So it was hardly a surprise yesterday that once "Mr. Quill" in Master Kent's close company was attending with his survey sticks and measuring tapes to the shape and volume of our fallow field and so beyond hearing, we wondered, out loud, whether our visiting townsman had ever overcome his undisguised deficiencies to secure himself a willing wife. Was he a husband yet? And, if he was, what blushing pleasures might Mistress Quill take from such staggering and stiffness and from having such a likeness of her hairy private part upon her stumbling lover's chin? "I'd like to take a scythe to him," said my neighbor John. Another said, "I'd rather take my wooden staff to her." And then of course the bawdiness increased with such play on the prospect of caressing Mr. Quill's three- cornered beard and Mistress Quill's twin attribute that every time that evening and in our company he ruminated with his hand around his chin, as was his habit, the women there could barely plug their grins while their men looked on, biting their lips. "And have you noticed his white hands?" one of our village daughters asked. "I wonder if he's ever dirtied them . . . other than to . . ." No, she would not finish. What she had in mind did not seem possible.

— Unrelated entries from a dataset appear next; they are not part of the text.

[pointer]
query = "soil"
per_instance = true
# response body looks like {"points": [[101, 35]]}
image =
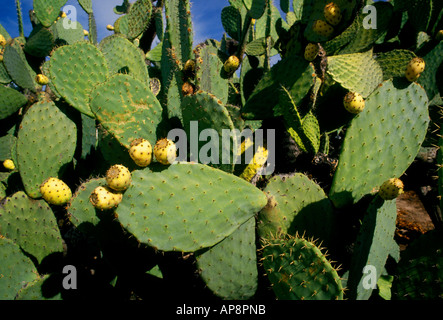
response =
{"points": [[412, 219]]}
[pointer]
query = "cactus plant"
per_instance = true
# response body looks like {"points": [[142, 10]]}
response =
{"points": [[342, 112]]}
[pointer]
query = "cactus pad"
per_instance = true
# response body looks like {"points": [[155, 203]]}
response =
{"points": [[75, 87], [390, 130], [298, 270], [187, 206], [296, 204], [31, 224], [16, 269], [45, 144], [127, 109], [229, 268]]}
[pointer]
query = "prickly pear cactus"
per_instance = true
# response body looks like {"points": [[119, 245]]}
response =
{"points": [[282, 134]]}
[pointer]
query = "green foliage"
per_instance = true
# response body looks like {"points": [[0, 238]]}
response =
{"points": [[225, 225]]}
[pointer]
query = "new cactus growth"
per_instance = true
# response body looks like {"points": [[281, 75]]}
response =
{"points": [[311, 51], [118, 177], [55, 191], [322, 28], [414, 69], [354, 102], [104, 198], [332, 14], [391, 189], [141, 152], [165, 151]]}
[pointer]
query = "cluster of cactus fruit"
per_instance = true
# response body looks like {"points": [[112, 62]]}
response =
{"points": [[347, 110]]}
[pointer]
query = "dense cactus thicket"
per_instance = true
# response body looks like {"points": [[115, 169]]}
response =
{"points": [[102, 195]]}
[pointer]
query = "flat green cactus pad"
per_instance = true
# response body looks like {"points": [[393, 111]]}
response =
{"points": [[206, 111], [74, 86], [374, 243], [298, 270], [45, 144], [357, 72], [16, 269], [31, 224], [296, 204], [381, 141], [11, 101], [124, 57], [187, 206], [127, 108], [229, 268], [47, 11]]}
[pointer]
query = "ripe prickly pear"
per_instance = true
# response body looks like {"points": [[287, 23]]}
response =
{"points": [[231, 64], [41, 79], [415, 67], [2, 40], [354, 102], [141, 152], [118, 177], [165, 151], [55, 191], [322, 28], [187, 89], [311, 51], [391, 189], [332, 14], [9, 164], [104, 198]]}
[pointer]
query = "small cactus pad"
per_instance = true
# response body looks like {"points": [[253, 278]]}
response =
{"points": [[332, 13], [9, 164], [118, 177], [11, 101], [391, 189], [165, 151], [298, 270], [104, 198], [47, 11], [55, 191], [187, 207], [229, 268], [140, 151], [296, 204], [35, 290], [45, 144], [389, 131], [419, 275], [16, 269], [208, 112], [132, 103], [31, 224], [322, 28], [75, 87], [311, 51]]}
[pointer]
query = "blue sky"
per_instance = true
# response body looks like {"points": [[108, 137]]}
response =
{"points": [[205, 13]]}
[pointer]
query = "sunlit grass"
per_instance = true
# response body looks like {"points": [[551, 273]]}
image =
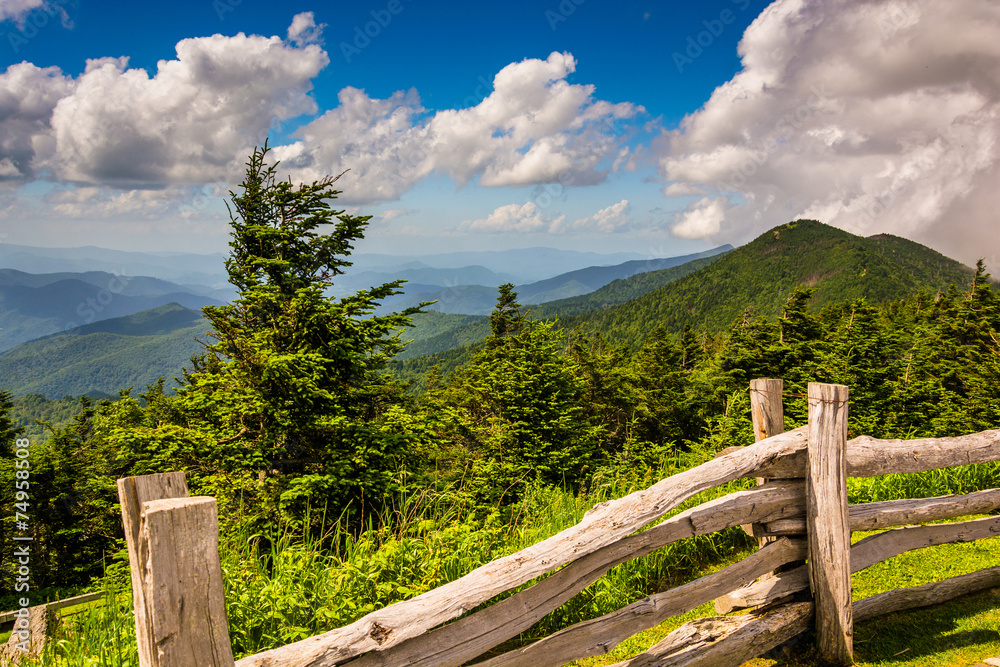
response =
{"points": [[283, 587]]}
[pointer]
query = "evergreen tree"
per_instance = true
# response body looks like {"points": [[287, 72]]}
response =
{"points": [[291, 393]]}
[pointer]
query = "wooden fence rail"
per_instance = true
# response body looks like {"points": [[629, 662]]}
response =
{"points": [[803, 511]]}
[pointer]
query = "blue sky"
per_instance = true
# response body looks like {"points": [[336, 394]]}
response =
{"points": [[654, 127]]}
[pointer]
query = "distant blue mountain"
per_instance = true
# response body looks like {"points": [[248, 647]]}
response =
{"points": [[36, 305], [104, 357]]}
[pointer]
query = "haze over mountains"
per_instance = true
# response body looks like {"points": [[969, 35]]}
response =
{"points": [[97, 330], [133, 330]]}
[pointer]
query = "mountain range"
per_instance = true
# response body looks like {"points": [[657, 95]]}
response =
{"points": [[36, 305], [709, 292], [753, 280]]}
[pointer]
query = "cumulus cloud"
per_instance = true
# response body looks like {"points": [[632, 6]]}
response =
{"points": [[194, 121], [701, 220], [189, 123], [28, 96], [392, 213], [534, 127], [614, 218], [872, 115], [17, 9], [512, 218]]}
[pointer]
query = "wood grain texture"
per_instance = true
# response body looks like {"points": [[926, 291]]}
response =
{"points": [[926, 595], [864, 554], [603, 525], [183, 593], [467, 638], [133, 492], [827, 529], [892, 513], [726, 641], [599, 636], [767, 413]]}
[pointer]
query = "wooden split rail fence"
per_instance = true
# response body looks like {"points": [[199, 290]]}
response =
{"points": [[800, 506]]}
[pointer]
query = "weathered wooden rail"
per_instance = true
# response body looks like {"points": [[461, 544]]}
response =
{"points": [[800, 506]]}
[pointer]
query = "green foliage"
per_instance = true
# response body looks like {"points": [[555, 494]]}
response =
{"points": [[291, 391], [760, 276]]}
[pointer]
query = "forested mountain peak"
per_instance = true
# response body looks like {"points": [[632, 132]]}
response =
{"points": [[758, 277]]}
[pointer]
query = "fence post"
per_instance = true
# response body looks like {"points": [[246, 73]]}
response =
{"points": [[827, 524], [768, 414], [180, 613]]}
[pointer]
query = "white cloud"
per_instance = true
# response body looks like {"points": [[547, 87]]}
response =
{"points": [[614, 218], [392, 213], [304, 30], [194, 121], [512, 218], [875, 116], [702, 220], [28, 96], [534, 127], [17, 9]]}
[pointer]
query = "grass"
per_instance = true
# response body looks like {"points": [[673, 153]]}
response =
{"points": [[281, 588]]}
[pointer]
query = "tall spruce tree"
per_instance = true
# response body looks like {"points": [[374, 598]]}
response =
{"points": [[291, 391]]}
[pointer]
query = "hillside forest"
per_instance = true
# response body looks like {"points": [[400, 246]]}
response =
{"points": [[295, 417]]}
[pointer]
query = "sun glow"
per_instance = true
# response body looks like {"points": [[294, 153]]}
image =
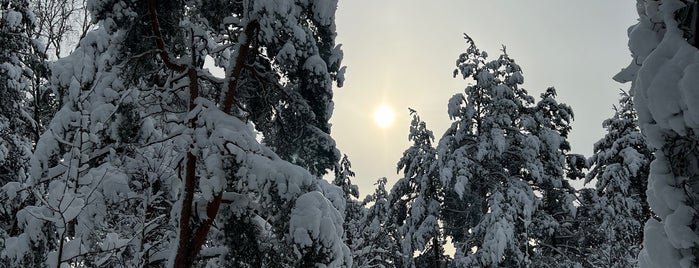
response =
{"points": [[383, 116]]}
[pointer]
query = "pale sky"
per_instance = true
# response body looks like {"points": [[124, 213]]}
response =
{"points": [[402, 54]]}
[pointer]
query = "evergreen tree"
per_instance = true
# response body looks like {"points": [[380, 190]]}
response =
{"points": [[500, 150], [620, 165], [481, 158], [149, 151], [554, 219], [354, 211], [20, 64], [664, 45], [419, 195], [380, 245]]}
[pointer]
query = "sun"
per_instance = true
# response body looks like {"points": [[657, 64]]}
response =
{"points": [[383, 116]]}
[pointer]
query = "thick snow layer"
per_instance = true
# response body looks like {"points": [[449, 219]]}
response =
{"points": [[666, 96], [314, 221]]}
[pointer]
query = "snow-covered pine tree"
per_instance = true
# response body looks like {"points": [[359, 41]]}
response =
{"points": [[419, 195], [147, 148], [620, 165], [664, 48], [482, 160], [20, 64]]}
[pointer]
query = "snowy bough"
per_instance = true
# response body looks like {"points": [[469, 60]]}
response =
{"points": [[151, 156]]}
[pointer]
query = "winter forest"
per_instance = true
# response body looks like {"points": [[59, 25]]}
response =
{"points": [[119, 147]]}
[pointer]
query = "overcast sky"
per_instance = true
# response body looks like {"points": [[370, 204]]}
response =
{"points": [[402, 53]]}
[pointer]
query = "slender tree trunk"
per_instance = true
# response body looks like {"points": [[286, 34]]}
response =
{"points": [[193, 236]]}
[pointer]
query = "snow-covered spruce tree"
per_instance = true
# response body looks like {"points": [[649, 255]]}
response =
{"points": [[140, 161], [620, 165], [354, 210], [664, 87], [20, 64], [484, 158], [380, 245], [548, 124], [419, 195]]}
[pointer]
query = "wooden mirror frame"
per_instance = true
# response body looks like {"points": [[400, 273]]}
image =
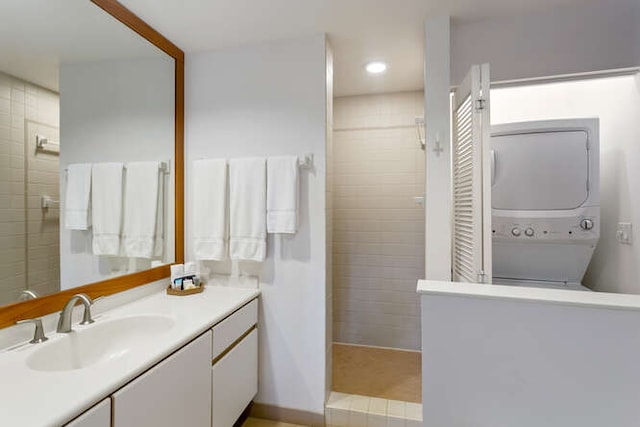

It was only when the gentleman returned in the fullness of the afternoon and stood at our backs on the bristle of the field to quantify and measure us that we began again to wonder what awaited these treasured neighborhoods and to feel uneasy. What was he wanting from our soil, what were his charts securing? We saw his finger wagging on the count. We heard him numbering, until he reached the paltry fifty- eight that represented us. We know enough to understand that in the greater world, flour, meat and cheese are not divided into shares and portions for the larder, as they are here, but only weighed and sized for selling. Was Mr. Quill the confirmation of the rumor that had gone about our doors that Master Kent was in such narrows now he was a widower that he would need to measure and sell our land? No amount of openness and jollity could raise our spirits once that fear took hold. Our observer's ready smile was menacing.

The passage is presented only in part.